Mas, também é fato incontroverso que a Câmara de Vereadores de Quilombo-SC vinha, há muito, publicando seus atos no aludido
jornal, único órgão de imprensa do Município, e continuou a faze-lo, pelo mesmo preço, depois que o réu deixou a Presidência do
Legislativo local (vide fls. 130-135 e 174-176)
Por mais ostensiva que se revele a promoção do réu, não há - salvo um forte juízo de suspeita - provas a dizer que as aparições do
réu se inseriam no objeto do contrato entre a Câmara e a empresa jornalística. É até lícito presumir que, em virtude da celebração
daquele contrato, o jornal se empenhava em agradar, bajular e alimentar o protuberante ego do edil. Mas, isso nada seria além de
mera e agradecida liberalidade do dono do jornal.
É normal, ainda mais num Município pequeno, que, juntamente com as notícias diárias e publicações oficiais, o jornal veiculasse
notícias de eventos sociais, mesmo frugais, envolvendo pessoas de alguma notoriedade, como agentes públicos ou políticos.
Como disse o diretor do jornal, "na coluna 'Variedades' todas as pessoas em evidência são registradas, inclusive todos os
vereadores deste Município, o Prefeito e demais autoridades", complementando adiante que "a coluna VARIEDADES é de inteira
responsabilidade do jornal, sendo que nunca foi cobradovalor algum de qualquer pessoa que seja que lá tenha sido destacada,
sendo, portanto, uma coluna social, a qual retrata os acontecimentos sociais importantes da nossa cidade e região, não tendo,
qualquer finalidade financeira" (sic - fl. 104).
Tudo isso pode ser verdade, mas o fato é que ninguém frequentou tanto essa coluna como o Presidente Vardelino Dias de Oliveira.
De qualquer modo, o fato do agente político aparecer diuturnamente nas páginas de um jornal ou na tela da televisão não pode,
por si, ser tido como ato de improbidade administrativa.
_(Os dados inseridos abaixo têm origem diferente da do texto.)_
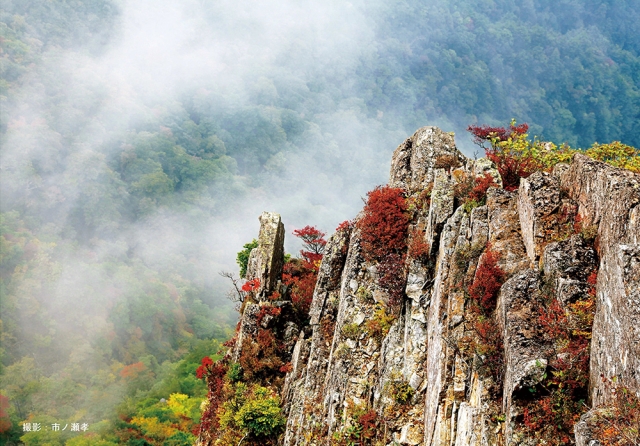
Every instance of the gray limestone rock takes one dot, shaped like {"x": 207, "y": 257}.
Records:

Somente o será se essa publicidade for custeada pelos cofres públicos.
Nenhuma responsabilidade lhe poderá ser carreada se a promoção pessoal for bancada com recursos próprios ou ser for uma
liberalidade do órgão de imprensa.
No caso em exame, como dito linhas antes, desconsideradas as presunções e suspeitas, não há prova a revelar que, pelo valor
mensal do contrato para a divulgação de atos oficiais, o jornal também deveria divulgar as atividades oficiais e recreativas do
Presidente da Câmara.
Com estas considerações, dou provimento ao recurso para, reformada a sentença, julgar improcedentes os pedidos, sem encargos
de sucumbência para o autor.
3. DECISÃO
Nos termos do voto do relator, decidiu a Câmara, por unanimidade, dar provimento ao recurso.
Participaram do julgamento, realizado nesta data, os Exmos. Desembargadores Cid Goulart e João Henrique Blasi,
lavrando parecer, pelaProcuradoria-Geral de Justiça, a Exma. Procuradora Vera Lúcia Ferreira Copetti.
Florianópolis, 15 de fevereiro de 2011.